Mi abuelo paterno, fue el segundo hijo de Gabina quien, enamorada de un francés, tuvo tres hijos más, a sabiendas de que su padre odiaba aquel gentilicio por haber sido testigo de la invasión y batalla en los fuertes de Loreto y Guadalupe, en su Puebla natal. Gabina creció en medio de una familia sobreprotectora de hermanos masones y liberales, hermanas bien casadas con terratenientes de Oaxaca y su apellido las relacionaba con el conquistador y con una figura de la plástica mexicana. Como amiga de la familia Serdán, les visitó unos días antes del asalto de la policía en el que moriría Aquiles. Su única hija casó con un profesor universitario, hermano de un presidente cuya mala fama les alcanzó por llevar el mismo apellido. Al terminar la revolución, Gabina colaboró con el presidente Carranza, en la organización del padrón de viudas y huérfanos de la guerra que recibirían una pensión. Sus hijos nunca volvieron a Puebla, cada uno hizo su vida lejos de ella. Sólo su hija la acompañó hasta el final, allá por mediados del siglo XX.

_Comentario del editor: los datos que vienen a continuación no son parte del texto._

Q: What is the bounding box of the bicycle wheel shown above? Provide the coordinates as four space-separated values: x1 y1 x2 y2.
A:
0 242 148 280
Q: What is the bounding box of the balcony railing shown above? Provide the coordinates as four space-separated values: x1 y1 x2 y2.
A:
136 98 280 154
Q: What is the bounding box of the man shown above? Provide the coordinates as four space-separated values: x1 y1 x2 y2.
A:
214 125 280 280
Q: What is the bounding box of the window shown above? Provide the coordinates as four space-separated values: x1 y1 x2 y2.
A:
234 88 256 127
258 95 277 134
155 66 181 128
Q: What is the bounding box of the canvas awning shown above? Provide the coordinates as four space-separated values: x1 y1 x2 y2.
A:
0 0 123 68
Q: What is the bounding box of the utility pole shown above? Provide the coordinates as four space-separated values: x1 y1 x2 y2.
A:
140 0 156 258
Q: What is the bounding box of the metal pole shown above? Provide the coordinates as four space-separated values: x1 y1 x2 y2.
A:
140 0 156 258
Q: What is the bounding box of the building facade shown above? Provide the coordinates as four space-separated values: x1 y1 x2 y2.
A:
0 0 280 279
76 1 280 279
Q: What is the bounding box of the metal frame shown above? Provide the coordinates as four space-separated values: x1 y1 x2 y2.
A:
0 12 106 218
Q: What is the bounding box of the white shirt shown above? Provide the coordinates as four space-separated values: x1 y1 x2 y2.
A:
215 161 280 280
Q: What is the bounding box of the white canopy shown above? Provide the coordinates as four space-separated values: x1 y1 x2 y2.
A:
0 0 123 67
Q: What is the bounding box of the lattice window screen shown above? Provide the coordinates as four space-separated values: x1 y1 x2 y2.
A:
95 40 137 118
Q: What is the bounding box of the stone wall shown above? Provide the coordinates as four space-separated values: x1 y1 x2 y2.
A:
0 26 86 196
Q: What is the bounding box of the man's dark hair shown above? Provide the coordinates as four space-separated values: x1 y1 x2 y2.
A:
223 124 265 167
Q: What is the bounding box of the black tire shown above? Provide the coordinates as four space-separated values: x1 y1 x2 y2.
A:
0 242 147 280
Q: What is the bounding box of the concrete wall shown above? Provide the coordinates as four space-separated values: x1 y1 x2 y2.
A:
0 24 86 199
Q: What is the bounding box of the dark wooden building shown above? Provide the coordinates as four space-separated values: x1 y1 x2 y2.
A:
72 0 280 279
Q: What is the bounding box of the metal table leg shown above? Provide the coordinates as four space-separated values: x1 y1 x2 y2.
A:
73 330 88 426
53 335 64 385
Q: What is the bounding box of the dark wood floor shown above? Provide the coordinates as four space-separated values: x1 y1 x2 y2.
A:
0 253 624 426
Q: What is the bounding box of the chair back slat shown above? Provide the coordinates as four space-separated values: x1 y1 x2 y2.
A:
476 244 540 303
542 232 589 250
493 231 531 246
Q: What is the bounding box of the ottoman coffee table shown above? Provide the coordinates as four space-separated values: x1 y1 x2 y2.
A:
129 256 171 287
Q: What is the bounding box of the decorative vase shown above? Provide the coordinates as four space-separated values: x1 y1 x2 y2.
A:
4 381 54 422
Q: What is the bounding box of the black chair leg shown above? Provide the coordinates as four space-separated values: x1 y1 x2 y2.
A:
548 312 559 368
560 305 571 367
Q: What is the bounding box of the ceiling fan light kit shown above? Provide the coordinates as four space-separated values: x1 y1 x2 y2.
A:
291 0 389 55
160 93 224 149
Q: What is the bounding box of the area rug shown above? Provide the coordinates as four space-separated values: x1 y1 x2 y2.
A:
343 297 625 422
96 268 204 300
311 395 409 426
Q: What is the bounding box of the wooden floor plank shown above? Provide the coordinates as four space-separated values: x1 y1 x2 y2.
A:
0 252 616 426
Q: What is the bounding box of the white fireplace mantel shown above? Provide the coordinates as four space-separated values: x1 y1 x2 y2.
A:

Con el tiempo los hijos hacen sus propios mundos aparte. De manera ordinaria el día de la reivindicación de los pródigos hijos de este país es el 10 de mayo. Una fecha que se instituyó el siglo pasado, por iniciativa de un periódico nacional. Los medios de comunicación, desde entonces han sabido manipular exitosamente emociones y sentimientos de la gente que tiene su oportunidad para reencontrarse con mamá este día y en su defecto, el 12 de diciembre, fecha de celebración del ícono que, de nuevo, los medios llaman, la madres todos los mexicanos. Cuando niña no lo sabía ni pensaba en esto y sin embargo, habría querido tener algo más que dar a mi hermosa madre. Pensar en nuestras madres es recurrente cuando ya no podemos hablar con ellas. Entonces son insustituibles. Estoy segura que un abrazo y un Gracias desde el corazón es lo que toda madre agradecerá desde el fondo de su alma pues no sólo nos han dado la vida, sino también el alma. Gracias Madre Tierra por tu provisión y perdón por todo lo que te hacemos. Gracias Madres del mundo, la vida está en ellas.